Professor Biddle will compare Afghanistan's war with previous US military engagements and offer his take on lessons learned.
Time will be allocated for Q&A.
Stephen Biddle is Professor of International and Public Affairs at Columbia University, a member of the Arnold A. Saltzman Institute of War and Peace Studies, and Adjunct Senior Fellow for Defense Policy at the Council on Foreign Relations. He has served on the Defense Department’s Defense Policy Board, on General David Petraeus’ Joint Strategic Assessment Team in Baghdad in 2007, as a Senior Advisor to the Central Command Assessment Team in Washington in 2008-9, as a member of General Stanley McChrystal’s Initial Strategic Assessment Team in Kabul in 2009, and on a variety of other government advisory panels and analytical teams. Biddle lectures regularly at the U.S. Army War College and other military schools, and has presented testimony before congressional committees on issues relating to the wars in Iraq, Afghanistan, and Syria; force planning; conventional net assessment; and European arms control. Biddle’s book Military Power: Explaining Victory and Defeat in Modern Battle (Princeton University Press, 2004) won four prizes, including the Council on Foreign Relations Arthur Ross Award Silver Medal for 2005, and the 2005 Huntington Prize from the Harvard University Olin Institute for Strategic Studies. His other publications include scholarly papers in International Security, Security Studies, The Journal of Strategic Studies, The Journal of Politics, The Journal of Conflict Resolution, International Studies Quarterly, and other academic journals; shorter pieces on military topics in Foreign Affairs, The New York Times, The Washington Post, The Wall Street Journal, The Atlantic Monthly, The New Republic, The American Interest, The National Interest, and other news and opinion outlets; and 31 NATO and U.S. government sponsored reports and monographs.

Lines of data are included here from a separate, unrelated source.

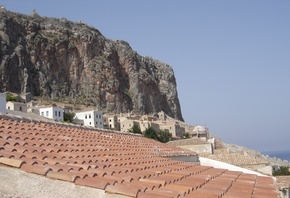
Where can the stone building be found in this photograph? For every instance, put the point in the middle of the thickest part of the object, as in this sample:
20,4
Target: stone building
52,112
127,124
16,106
200,132
111,122
90,118
172,127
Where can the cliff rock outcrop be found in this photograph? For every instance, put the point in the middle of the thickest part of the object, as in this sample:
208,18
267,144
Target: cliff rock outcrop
60,59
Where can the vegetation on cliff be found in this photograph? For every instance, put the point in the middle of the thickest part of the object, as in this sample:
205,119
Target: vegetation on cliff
71,61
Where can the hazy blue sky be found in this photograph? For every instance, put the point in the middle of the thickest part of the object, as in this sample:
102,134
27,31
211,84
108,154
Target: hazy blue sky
230,58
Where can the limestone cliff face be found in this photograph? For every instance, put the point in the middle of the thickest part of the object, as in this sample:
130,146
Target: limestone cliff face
60,59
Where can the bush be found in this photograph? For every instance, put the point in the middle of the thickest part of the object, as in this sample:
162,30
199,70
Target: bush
186,135
161,136
135,129
282,170
68,117
9,97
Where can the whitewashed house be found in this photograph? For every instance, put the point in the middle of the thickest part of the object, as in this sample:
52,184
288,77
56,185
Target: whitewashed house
52,112
16,106
90,118
2,103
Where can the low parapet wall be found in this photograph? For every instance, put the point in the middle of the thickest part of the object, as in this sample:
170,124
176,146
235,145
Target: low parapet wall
190,158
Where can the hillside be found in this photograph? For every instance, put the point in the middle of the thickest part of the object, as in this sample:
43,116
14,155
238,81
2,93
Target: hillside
63,60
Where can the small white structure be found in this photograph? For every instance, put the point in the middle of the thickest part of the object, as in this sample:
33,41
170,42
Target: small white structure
200,132
16,106
52,112
2,103
91,118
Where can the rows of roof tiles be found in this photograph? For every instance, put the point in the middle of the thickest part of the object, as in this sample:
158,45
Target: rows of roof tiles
118,163
237,159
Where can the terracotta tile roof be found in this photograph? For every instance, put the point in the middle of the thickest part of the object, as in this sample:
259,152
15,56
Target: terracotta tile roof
118,163
190,141
237,159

Before joining the Columbia faculty in fall 2018 Biddle was Professor of Political Science and International Affairs at George Washington University, and has held the Elihu Root chair in military studies at the U.S. Army War College Strategic Studies Institute (SSI) and the Roger Hertog Senior Fellowship at the Council on Foreign Relations. He co-directs the Columbia University Summer Workshop on the Analysis of Military Operations and Strategy (SWAMOS), and has held held teaching and research positions at the University of North Carolina at Chapel Hill, the Institute for Defense Analyses (IDA), and Harvard University’s Belfer Center for Science and International Affairs (BCSIA). Biddle was awarded the U.S. Army Superior Civilian Service Medal in 2003 and again in 2006, and was presented with the U.S. Army Commander’s Award for Public Service in Baghdad in 2007. His research has won Barchi, Rist, and Impact Prizes from the Military Operations Research Society. He holds AB, MPP, and Ph.D. degrees, all from Harvard University. Biddle is married to Professor Tami Davis Biddle of the U.S. Army War College, has one daughter, and lives in Manhattan and Carlisle, Pennsylvania.